Ainsi, le fait que la Caisse n'ait pas procédé à un examen global de la situation de l'assurée, ce qu'elle était en mesure de faire, a conduit Mme [C] à ignorer d'une part qu'elle aurait du reprendre le travail au sein de la Clinique [Établissement 1] avant le mois de février 2013, si elle souhaitait conserver le bénéfice de la pension d'invalidité 1ère catégorie et d'autre part que faute pour elle de reprendre cette activité, elle ne pourrait percevoir de pension d'invalidité, et qu'elle devrait faire liquider ses droits à retraite pour éviter de rester sans ressources, et ce alors que parallèlement, elle s'était vue notifier l'octroi de la pension invalidité 2ème catégorie.
Ainsi du fait de ces défauts d'information et de ces erreurs de gestion, Mme [C] s'est trouvée privée de ressources jusqu'à la régularisation de son dossier intervenu tardivement , de sorte qu'elle démontre avoir subi, de ce fait un préjudice financier , que le premier juge a justement évalué à la somme de 6000 euros.
Il convient en conséquence de confirmer intégralement la décision déférée sur les dommages et intérêts alloués ainsi que sur les frais non recouvrables chiffrés à 1000 euros.
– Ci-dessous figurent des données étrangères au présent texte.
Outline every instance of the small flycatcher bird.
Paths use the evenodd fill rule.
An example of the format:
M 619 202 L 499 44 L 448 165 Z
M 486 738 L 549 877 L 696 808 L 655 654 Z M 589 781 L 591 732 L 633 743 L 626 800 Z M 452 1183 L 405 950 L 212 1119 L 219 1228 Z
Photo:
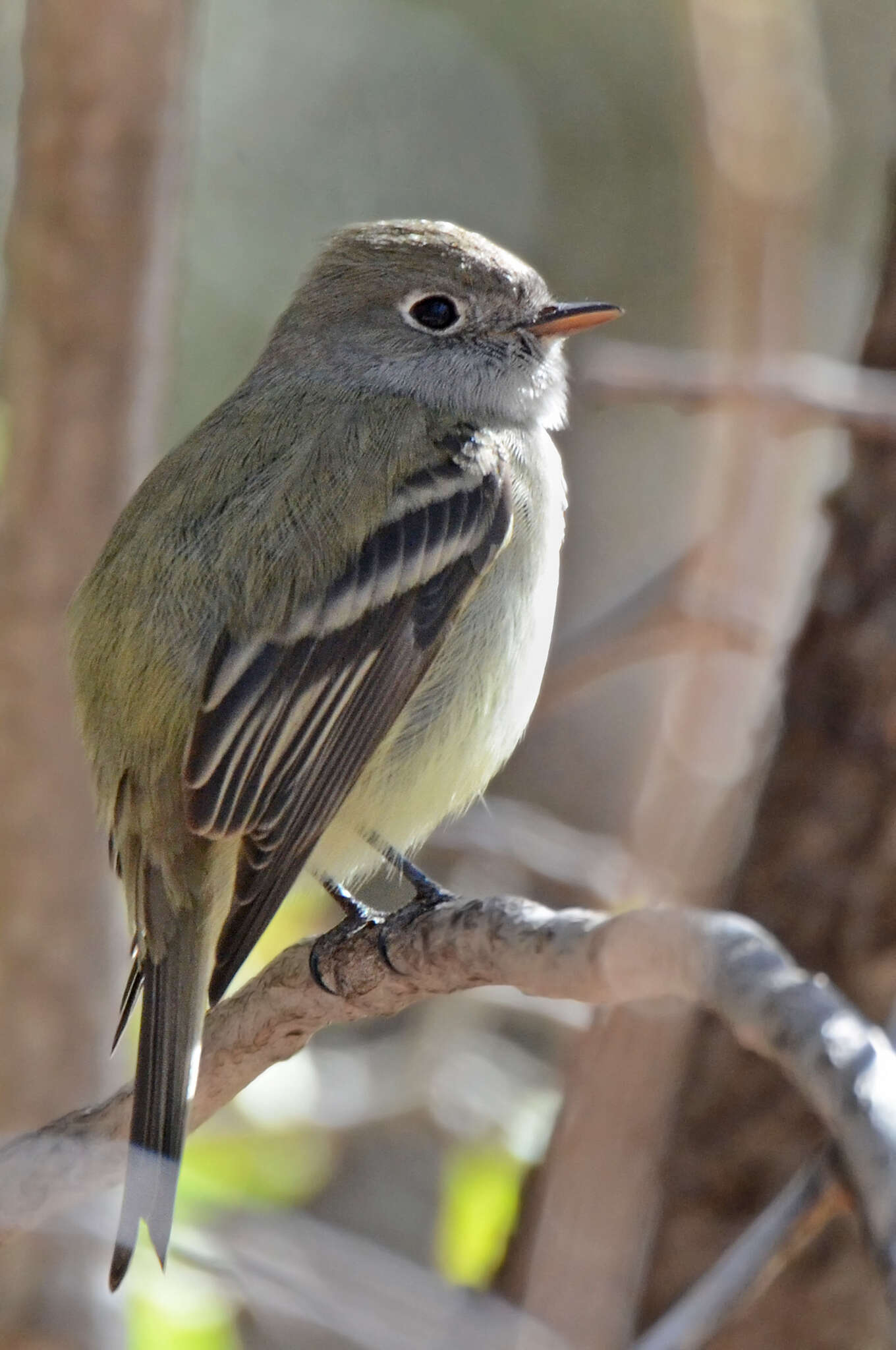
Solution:
M 109 1282 L 159 1256 L 206 998 L 296 882 L 340 892 L 478 796 L 548 655 L 565 487 L 557 304 L 480 235 L 335 235 L 258 364 L 148 475 L 72 605 L 143 988 Z M 389 849 L 386 849 L 389 852 Z

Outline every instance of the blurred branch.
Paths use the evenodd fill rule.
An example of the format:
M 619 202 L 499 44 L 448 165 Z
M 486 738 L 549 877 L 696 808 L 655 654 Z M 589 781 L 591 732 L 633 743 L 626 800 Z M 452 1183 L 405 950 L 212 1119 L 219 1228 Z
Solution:
M 615 1007 L 677 996 L 711 1008 L 773 1060 L 837 1138 L 876 1250 L 896 1258 L 896 1054 L 885 1034 L 827 981 L 800 971 L 758 925 L 735 914 L 632 910 L 606 917 L 532 900 L 410 905 L 383 923 L 340 925 L 313 979 L 298 944 L 209 1013 L 190 1127 L 324 1026 L 385 1017 L 433 994 L 514 984 L 526 994 Z M 325 953 L 325 954 L 324 954 Z M 117 1181 L 131 1088 L 0 1150 L 0 1224 L 40 1224 Z
M 116 929 L 63 616 L 158 450 L 192 8 L 30 0 L 26 12 L 3 333 L 12 431 L 0 504 L 4 1131 L 109 1085 L 100 1045 Z M 109 1343 L 90 1260 L 74 1242 L 4 1257 L 0 1335 Z
M 637 653 L 636 637 L 642 653 L 676 651 L 663 670 L 656 726 L 621 832 L 638 873 L 653 880 L 641 894 L 711 903 L 749 832 L 835 464 L 824 431 L 802 435 L 796 452 L 789 437 L 802 431 L 803 406 L 795 418 L 788 401 L 729 386 L 754 385 L 756 371 L 773 383 L 779 363 L 788 369 L 787 354 L 803 346 L 810 223 L 829 162 L 830 112 L 808 0 L 690 0 L 687 12 L 703 111 L 698 323 L 702 346 L 725 355 L 715 366 L 685 355 L 681 371 L 663 354 L 661 369 L 654 359 L 649 381 L 641 371 L 638 383 L 632 350 L 619 360 L 615 348 L 609 378 L 600 363 L 613 363 L 614 350 L 605 355 L 600 344 L 591 382 L 595 394 L 627 382 L 629 394 L 634 385 L 640 396 L 646 386 L 680 397 L 694 394 L 700 375 L 700 397 L 711 404 L 695 428 L 700 547 L 671 587 L 665 632 L 654 616 L 614 653 L 626 644 Z M 587 676 L 586 652 L 568 667 L 567 688 Z M 549 693 L 565 697 L 556 675 L 552 683 Z M 626 1007 L 588 1033 L 590 1053 L 576 1056 L 542 1177 L 528 1192 L 498 1282 L 576 1350 L 622 1350 L 638 1319 L 692 1026 L 690 1010 L 665 1017 L 661 1034 L 654 1023 Z M 606 1083 L 611 1092 L 600 1091 Z
M 605 340 L 579 369 L 576 389 L 603 402 L 760 402 L 806 425 L 834 423 L 869 437 L 896 432 L 896 375 L 816 352 L 733 356 Z
M 638 1336 L 632 1350 L 700 1350 L 847 1203 L 830 1156 L 804 1164 L 712 1269 Z

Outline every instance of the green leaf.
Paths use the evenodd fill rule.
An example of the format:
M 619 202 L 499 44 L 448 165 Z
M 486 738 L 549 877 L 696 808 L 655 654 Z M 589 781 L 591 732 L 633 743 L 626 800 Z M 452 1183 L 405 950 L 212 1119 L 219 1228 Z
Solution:
M 452 1284 L 486 1288 L 520 1212 L 526 1164 L 494 1143 L 455 1148 L 443 1165 L 436 1268 Z

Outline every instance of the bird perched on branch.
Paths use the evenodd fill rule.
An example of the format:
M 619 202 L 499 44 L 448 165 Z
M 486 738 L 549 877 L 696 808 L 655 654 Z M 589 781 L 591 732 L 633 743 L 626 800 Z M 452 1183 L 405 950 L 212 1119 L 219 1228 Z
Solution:
M 557 304 L 449 224 L 337 234 L 258 364 L 148 475 L 72 605 L 77 709 L 143 988 L 109 1273 L 165 1260 L 206 999 L 304 871 L 347 886 L 522 736 L 557 590 Z M 360 909 L 359 909 L 360 913 Z

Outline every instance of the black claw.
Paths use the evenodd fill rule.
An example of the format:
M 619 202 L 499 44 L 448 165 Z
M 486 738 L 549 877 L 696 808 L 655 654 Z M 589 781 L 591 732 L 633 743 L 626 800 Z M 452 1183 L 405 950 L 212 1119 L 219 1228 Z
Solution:
M 347 938 L 359 933 L 362 929 L 382 927 L 386 921 L 386 915 L 381 914 L 379 910 L 372 909 L 370 905 L 363 905 L 362 900 L 356 900 L 351 891 L 347 891 L 344 886 L 335 882 L 332 876 L 321 876 L 320 880 L 327 894 L 336 900 L 345 918 L 341 923 L 336 923 L 335 927 L 328 929 L 327 933 L 321 933 L 308 954 L 308 967 L 312 972 L 314 984 L 317 984 L 327 994 L 339 996 L 339 990 L 335 990 L 324 979 L 321 960 L 331 957 Z

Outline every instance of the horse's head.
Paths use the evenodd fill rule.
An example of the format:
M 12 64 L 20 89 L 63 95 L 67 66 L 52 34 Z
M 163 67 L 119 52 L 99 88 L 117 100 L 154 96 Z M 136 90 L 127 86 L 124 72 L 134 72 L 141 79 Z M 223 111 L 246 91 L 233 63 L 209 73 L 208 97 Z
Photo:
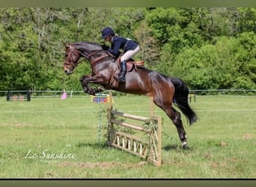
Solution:
M 91 62 L 101 55 L 103 48 L 99 44 L 93 43 L 75 43 L 64 44 L 65 46 L 65 61 L 64 70 L 67 75 L 72 74 L 75 67 L 81 61 L 80 57 L 84 57 Z
M 66 75 L 73 73 L 73 70 L 79 64 L 80 52 L 75 49 L 72 43 L 65 44 L 65 60 L 64 70 Z

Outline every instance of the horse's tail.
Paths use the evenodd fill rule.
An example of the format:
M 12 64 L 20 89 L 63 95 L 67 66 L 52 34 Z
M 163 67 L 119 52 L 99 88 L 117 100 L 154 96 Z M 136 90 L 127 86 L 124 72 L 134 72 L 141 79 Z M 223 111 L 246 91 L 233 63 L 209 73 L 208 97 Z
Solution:
M 171 79 L 175 88 L 174 103 L 180 108 L 182 113 L 184 114 L 189 122 L 189 125 L 192 125 L 197 121 L 198 117 L 189 105 L 189 88 L 180 79 L 174 78 L 171 78 Z

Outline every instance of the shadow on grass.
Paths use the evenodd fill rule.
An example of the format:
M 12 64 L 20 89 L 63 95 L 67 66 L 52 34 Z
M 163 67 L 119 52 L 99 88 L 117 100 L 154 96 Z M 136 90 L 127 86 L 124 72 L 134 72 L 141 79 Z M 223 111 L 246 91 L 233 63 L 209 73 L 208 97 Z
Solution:
M 106 142 L 94 142 L 94 143 L 82 143 L 79 142 L 78 144 L 76 144 L 76 147 L 90 147 L 94 149 L 108 149 L 110 147 L 106 144 Z

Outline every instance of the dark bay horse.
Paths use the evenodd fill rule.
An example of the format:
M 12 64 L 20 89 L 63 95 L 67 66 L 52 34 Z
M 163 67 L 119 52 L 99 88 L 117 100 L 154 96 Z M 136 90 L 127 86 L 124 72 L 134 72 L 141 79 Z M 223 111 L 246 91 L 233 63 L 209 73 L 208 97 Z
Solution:
M 166 113 L 175 125 L 183 147 L 186 147 L 180 113 L 174 108 L 172 104 L 184 114 L 189 125 L 195 123 L 198 117 L 189 105 L 189 89 L 183 81 L 138 67 L 130 72 L 127 71 L 126 83 L 120 83 L 115 79 L 119 73 L 116 59 L 103 50 L 100 44 L 75 43 L 65 44 L 65 48 L 64 70 L 67 75 L 70 75 L 81 62 L 80 58 L 85 58 L 90 62 L 91 74 L 82 76 L 80 79 L 85 93 L 94 95 L 104 90 L 101 87 L 89 86 L 89 83 L 94 83 L 107 90 L 153 96 L 154 103 Z

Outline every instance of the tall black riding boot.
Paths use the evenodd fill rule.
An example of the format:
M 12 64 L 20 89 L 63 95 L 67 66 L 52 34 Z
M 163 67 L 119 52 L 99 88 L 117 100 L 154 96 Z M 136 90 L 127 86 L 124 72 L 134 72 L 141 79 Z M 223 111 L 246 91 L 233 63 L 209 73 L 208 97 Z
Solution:
M 125 83 L 125 75 L 127 74 L 127 61 L 123 61 L 121 63 L 121 72 L 118 79 L 121 82 Z

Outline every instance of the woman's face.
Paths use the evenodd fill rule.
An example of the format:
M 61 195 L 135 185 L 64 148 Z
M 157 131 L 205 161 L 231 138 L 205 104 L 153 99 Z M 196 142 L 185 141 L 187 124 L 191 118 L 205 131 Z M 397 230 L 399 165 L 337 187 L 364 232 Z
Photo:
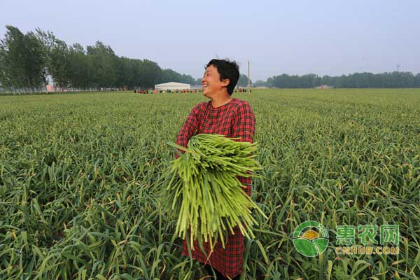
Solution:
M 204 76 L 202 79 L 202 88 L 203 95 L 206 97 L 212 99 L 216 94 L 222 91 L 229 85 L 229 79 L 220 80 L 217 68 L 210 65 L 206 69 Z

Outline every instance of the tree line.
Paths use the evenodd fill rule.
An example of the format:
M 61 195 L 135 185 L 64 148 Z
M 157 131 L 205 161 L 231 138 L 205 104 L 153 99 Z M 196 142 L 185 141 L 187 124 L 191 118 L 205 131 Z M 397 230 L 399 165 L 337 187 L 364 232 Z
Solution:
M 68 91 L 146 89 L 160 83 L 196 81 L 151 60 L 119 57 L 100 41 L 85 49 L 77 43 L 67 45 L 50 31 L 36 29 L 24 34 L 13 26 L 6 27 L 0 41 L 4 90 L 41 91 L 50 80 Z
M 380 74 L 364 72 L 339 76 L 284 74 L 268 78 L 265 81 L 256 80 L 253 84 L 257 87 L 279 88 L 310 88 L 323 85 L 338 88 L 420 88 L 420 73 L 414 75 L 412 72 L 400 71 Z

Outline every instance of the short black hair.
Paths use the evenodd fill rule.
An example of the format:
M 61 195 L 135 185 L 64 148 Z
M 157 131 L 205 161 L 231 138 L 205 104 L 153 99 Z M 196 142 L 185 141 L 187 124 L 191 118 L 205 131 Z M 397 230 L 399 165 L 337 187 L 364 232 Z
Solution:
M 229 95 L 232 95 L 233 90 L 239 78 L 239 66 L 237 63 L 236 63 L 235 61 L 230 61 L 227 59 L 213 59 L 207 63 L 205 68 L 206 69 L 211 65 L 213 65 L 217 69 L 217 71 L 220 76 L 220 81 L 227 78 L 229 79 L 227 93 L 229 93 Z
Il apparaît équitable, en cause d'appel, d'accorder à Mme [C] une somme équivalente.
La procédure étant gratuite et sans frais devant les juridictions de la sécurité sociale en vertu de l'article R 144-10 du code de la sécurité sociale, il n'y a pas lieu à dépens.
PAR CES MOTIFS
La Cour,
Statuant publiquement, par arrêt contradictoire et après en avoir délibéré, et dans les limites de l'appel:
Confirme le jugement rendu le 30 juin 2016 par le Tribunal des affaires de sécurité sociale de LYON ,en ce qu'il a déclaré que la CPAM a commis une faute dans la gestion du dossier de Mme [D] [C] et a manqué à son obligation d'information et l'a condamné en conséquence à payer à cette dernière la somme de 6000 euros à titre de dommages et intérêts en réparation du préjudice subi et celle de 1000 euros sur le fondement de l'article 700 du code de procédure civile,
Y ajoutant,
Condamne la CPAM du RHONE à payer à Mme [D] [C] la somme de 1000 euros sur le fondement de l'article 700 du code de procédure civile,
Dit n'y avoir lieu à dépens ou à paiement de droit en application de l'article R144-10 du code de la sécurité sociale.